Assim, houve a apresentação de sustentação oral pelos Requerentes, pela Requerida e pelos amici curiae Observatório do Clima e Instituto Alana.
O julgamento virtual teve como resultado final:
Votos pela procedência da ação | Voto pela improcedência da ação |
|
|
Como principais entendimentos trazidos no voto do relator ministro Luís Roberto Barroso, tem-se:
- Situação brasileira:
- “(…) o país caminha, em verdade, no sentido contrário aos compromissos assumidos e à mitigação das mudanças climáticas, e que a situação se agravou substancialmente nos últimos anos”;
- “(…) os dados objetivos trazidos acima evidenciam uma situação de colapso nas políticas públicas de combate às mudanças climáticas, sem dúvida alguma agravada pela omissão do Executivo atual”.
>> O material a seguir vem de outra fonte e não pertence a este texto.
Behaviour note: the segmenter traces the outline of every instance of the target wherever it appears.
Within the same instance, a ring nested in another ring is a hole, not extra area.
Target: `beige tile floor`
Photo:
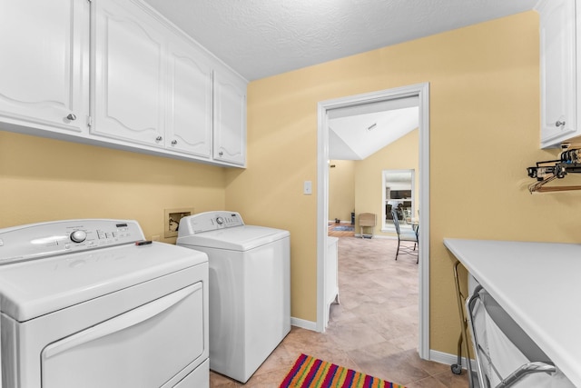
[[[254,375],[241,384],[211,372],[211,387],[275,388],[304,353],[409,388],[468,387],[466,373],[418,356],[418,265],[394,260],[397,241],[341,237],[340,303],[327,331],[292,327]]]

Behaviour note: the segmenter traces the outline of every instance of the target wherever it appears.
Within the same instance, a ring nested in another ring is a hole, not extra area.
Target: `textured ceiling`
[[[145,0],[249,81],[530,10],[537,0]]]

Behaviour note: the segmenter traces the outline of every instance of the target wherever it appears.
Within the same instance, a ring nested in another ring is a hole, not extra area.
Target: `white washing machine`
[[[0,229],[2,386],[209,386],[208,258],[135,221]]]
[[[208,254],[210,369],[246,383],[290,331],[290,234],[208,212],[180,221],[177,244]]]

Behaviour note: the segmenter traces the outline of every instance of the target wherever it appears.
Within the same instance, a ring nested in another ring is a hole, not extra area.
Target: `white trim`
[[[290,317],[290,325],[300,327],[302,329],[310,330],[311,332],[317,331],[317,323],[312,321],[306,321],[300,318]]]
[[[327,111],[356,104],[418,95],[419,97],[419,353],[429,360],[429,84],[350,95],[318,104],[317,161],[317,331],[325,331],[325,258],[329,220],[329,122]]]

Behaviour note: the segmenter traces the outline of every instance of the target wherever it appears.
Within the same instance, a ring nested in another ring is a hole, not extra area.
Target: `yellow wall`
[[[419,205],[418,193],[419,189],[419,131],[418,129],[381,148],[365,160],[355,163],[355,212],[373,213],[377,216],[374,234],[377,235],[395,235],[393,233],[381,232],[383,170],[415,170],[414,200],[416,208]],[[359,231],[356,219],[356,231]],[[369,233],[369,228],[365,233]]]
[[[329,169],[329,219],[351,222],[355,209],[355,164],[352,160],[331,160]]]
[[[0,124],[2,129],[2,124]],[[0,131],[0,227],[137,220],[163,238],[163,209],[223,209],[224,168]]]
[[[455,353],[459,333],[444,237],[579,241],[580,192],[527,190],[526,167],[556,154],[539,149],[538,42],[531,11],[250,84],[248,169],[227,173],[226,204],[290,231],[293,316],[316,320],[320,101],[430,83],[432,349]]]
- Mudanças climáticas na Constituição Federal:
- “Ao contrário do que alegam a Presidência da República e a Advocacia-Geral da União, a questão pertinente às mudanças climáticas constitui matéria constitucional”.
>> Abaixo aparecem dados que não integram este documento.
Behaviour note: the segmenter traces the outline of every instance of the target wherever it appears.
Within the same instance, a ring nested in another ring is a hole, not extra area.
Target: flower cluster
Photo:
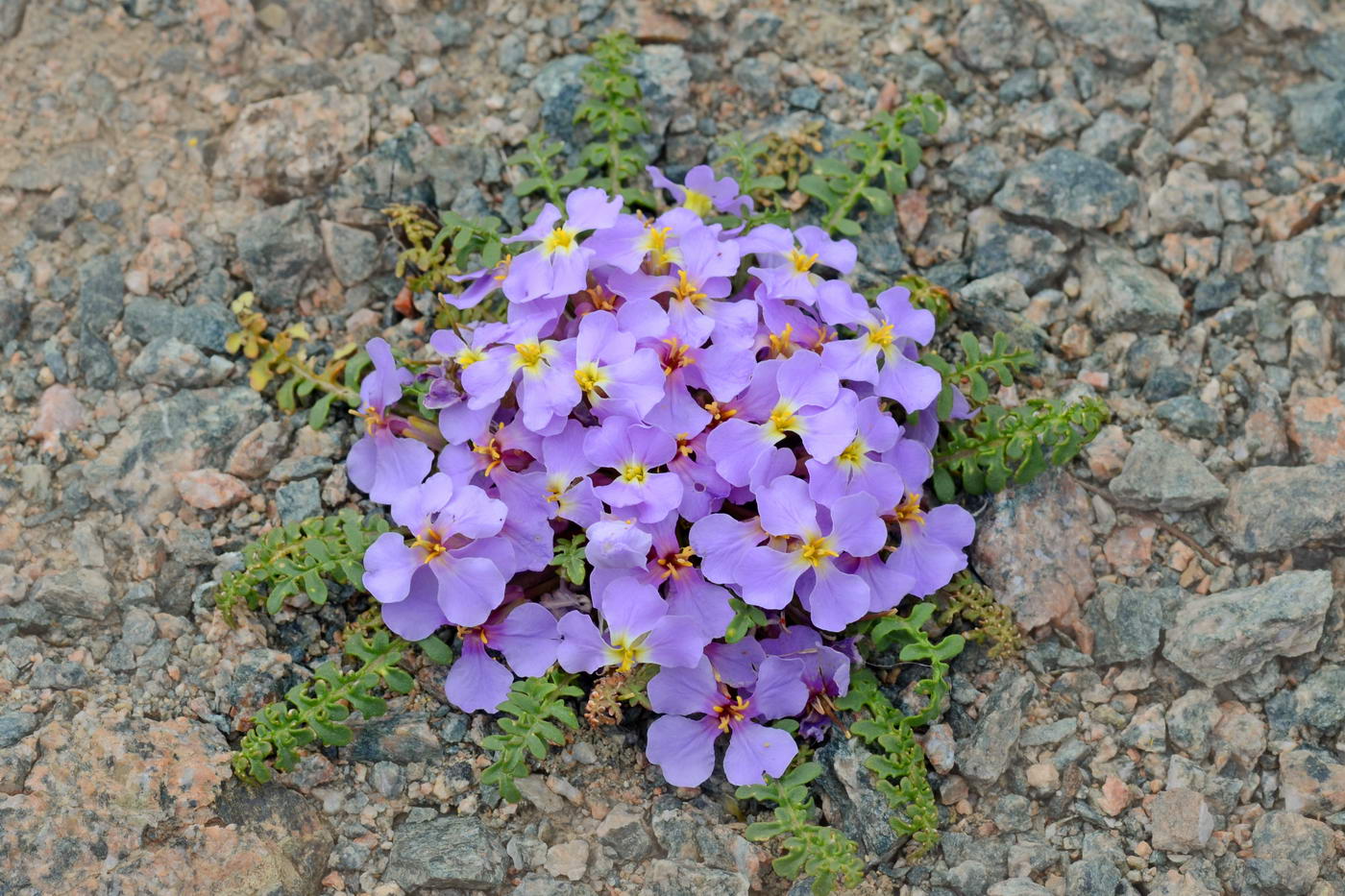
[[[933,316],[902,288],[855,292],[854,245],[819,227],[746,229],[751,198],[707,167],[651,176],[677,203],[663,214],[574,190],[444,296],[500,291],[508,315],[430,338],[418,394],[437,426],[369,344],[350,479],[409,537],[374,542],[364,584],[405,638],[457,628],[445,690],[464,710],[555,662],[654,663],[650,760],[698,784],[728,735],[728,779],[755,783],[798,752],[763,722],[820,737],[857,657],[847,627],[947,584],[972,519],[927,499]],[[578,533],[589,593],[557,616],[539,597],[555,538]],[[744,605],[767,623],[729,643]]]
- Tratados internacionais e direitos humanos:
- “(…) a Constituição reconhece o caráter supralegal dos tratados internacionais sobre direitos humanos de que o Brasil faz parte, nos termos do seu art. 5º, § 2º. E não há dúvida de que a matéria ambiental se enquadra na hipótese. Como bem lembrado pela representante do PNUMA no Brasil, durante a audiência pública: “Não existem direitos humanos em um planeta morto ou doente” (p. 171). Tratados sobre direito ambiental constituem espécie do gênero tratados de direitos humanos e desfrutam, por essa razão, de status supranacional. Assim, não há uma opção juridicamente válida no sentido de simplesmente omitir-se no combate às mudanças climáticas.”
- Inércia pela tentativa de alteração de colegiado:
- “(…) o Fundo Clima realmente permaneceu inoperante durante todo o ano de 2019 e parte do ano de 2020 . Segundo “Avaliação da Política Nacional sobre Mudança do Clima”, da Comissão de Meio Ambiente do Senado Federal, tal inoperância se deveu à falta de nomeação do Comitê Gestor do Fundo porque o Executivo pretendia, antes de dar destinação aos recursos, alterar a sua composição. Segundo o mesmo documento: a “nova composição do Comitê privilegia a representação e a participação do setor privado em detrimento da participação da sociedade civil organizada, ao contrário da antiga composição”;
- “A providência não é estranha ao STF e se insere no mesmo contexto de extinção e/ou alteração de múltiplos órgãos colegiados da Administração Pública, por meio das quais se pretendeu suprimir ou reduzir a participação da sociedade civil e de experts em tais órgãos e assegurar o controle do governo sobre as decisões e as informações pertinentes ao setor.”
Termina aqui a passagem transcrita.